The giddy heist-movie energy of what ensues powers the first half of Gold Diggers: It’s all teens high on hormones and lemonade, pickpocketing their classmates for glory. But Sathian capably balances the slick pleasures of Neil and Anita’s small-time crimes with a clear-eyed foreboding. These characters are stealing, even sinning. And they will be punished for it.

So when Sathian skips forward in time to 2016 in the second half of the novel, Neil has been fundamentally changed by his winner-take-all ruthlessness. He is still purposeless, still struggling to find a sense of self that exists outside of his parents’ ambitions and his desire for his peers’ approval. He’s a history grad student at Berkeley now, struggling to peck away at his dissertation, filled with mixed envy and disdain for the friends who rode the tech bubble to California like modern-day gold seekers. Still, he is haunted by what he did in high school.

The structural choices here are heavily reminiscent of those in Jonathan Lethem’s much-admired debut Fortress of Solitude, which also sees its cynical East Coast protagonist fleeing to Berkeley, haunted by the mildly supernatural betrayals he committed as a teenager. But Sathian is a fundamentally more optimistic novelist than Lethem. She is willing to offer her characters redemption for their sins.

And it’s easy to root for Neil’s redemption. He is an occasionally monstrous figure, selfish and petty and shallow in a painfully teenage way. But he’s caught in a system that has left him with no winning moves: He has to succeed, or what are all his parents’ sacrifices for? And yet how can he win when there can only ever be one real winner? And what would success even look like for him? It’s because these questions are unresolvable that as an adult, Neil considers both himself and Anita to be “conceptual orphans.”

“We had not grown up imbibing stories that implicitly conveyed answers to the basic questions of being,” he thinks: “What did it feel like to fall in love in America, to take oneself for granted, in America? Starved as we were for clues about how to live, we would grip like mad on to anything that lent a possible way of being.” Gold offered that possibility, until it didn’t.

Sathian’s most compelling figure, though, is Anita. She’s a pageant queen as a teenager, working to discard the social liability of an association with Neil; Neil’s sister refers to her dismissively as a “climber.” But she’s loyal enough to their old friendship to bring him into her gold plan without second thoughts. And when we meet her as an adult, her suspended animation is dramatically different from Neil’s. She’s working a series of well-paying jobs that come with low social status, like event planning; she’s flitting in and out of a long-term relationship with a guy both she and everyone around her considers too good for someone like her, because she will clearly never achieve anything meaningful.

“Meaningful” in Anita and Neil’s circles means something specific: a job that is well-paying, with high social status, that will lead to marriage and children. It’s the dream of America, and it is what these characters were taught they had to strive for, in order to justify the sacrifices of their parents. It’s “immigrant shit.”

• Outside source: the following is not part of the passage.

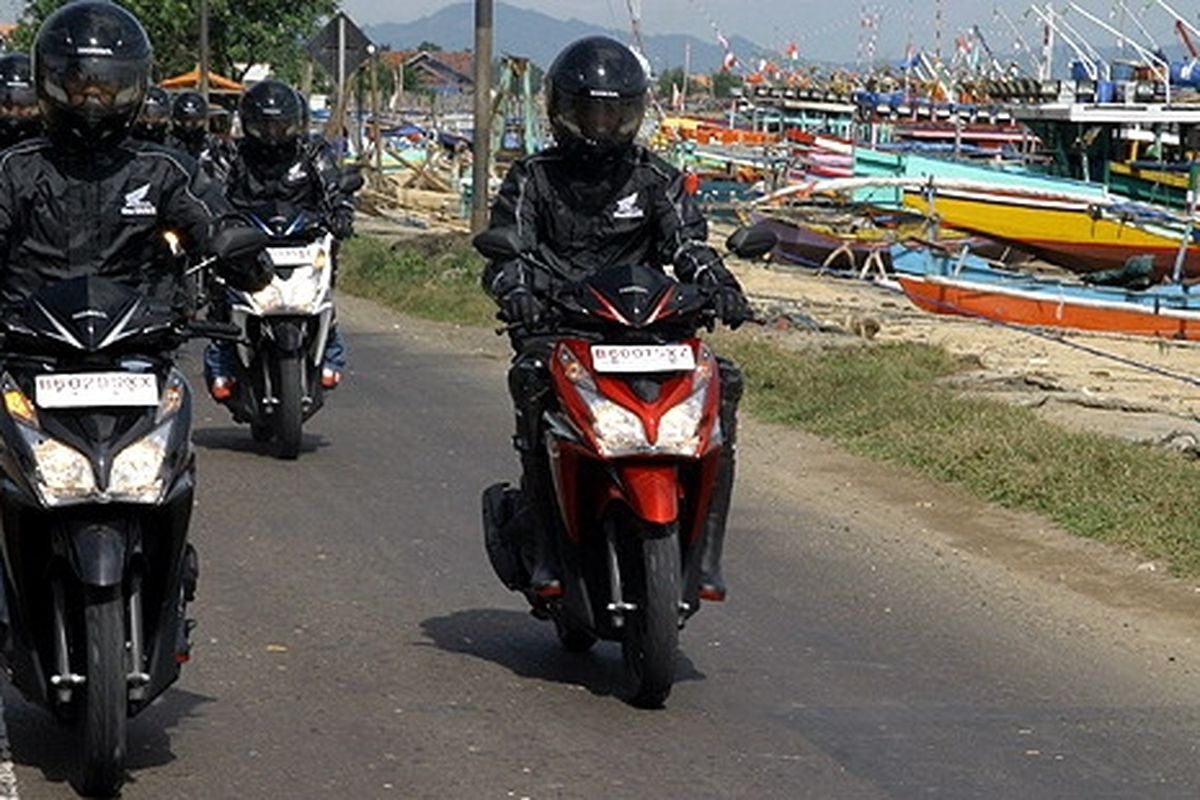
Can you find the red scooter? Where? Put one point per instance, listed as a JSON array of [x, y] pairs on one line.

The project of Gold Diggers is to deconstruct that dream. But what makes the novel so compelling is the playfulness with which Sathian deconstructs it. You feel for the characters and the ways they have been warped by their pursuit of greatness and the ways they are haunted by their sins — but also, there are heists and alchemy. It’s a blast.

For both Neil and Anita, redemption can come only by making full use of what they took — and in finding a way to give it back. Their attempt to find a way to accomplish both of those objectives takes up the second half of the novel.

And if it turns out that redemption takes the form of a heist, with a mystical interlude to boot? Well, that’s just a bonus.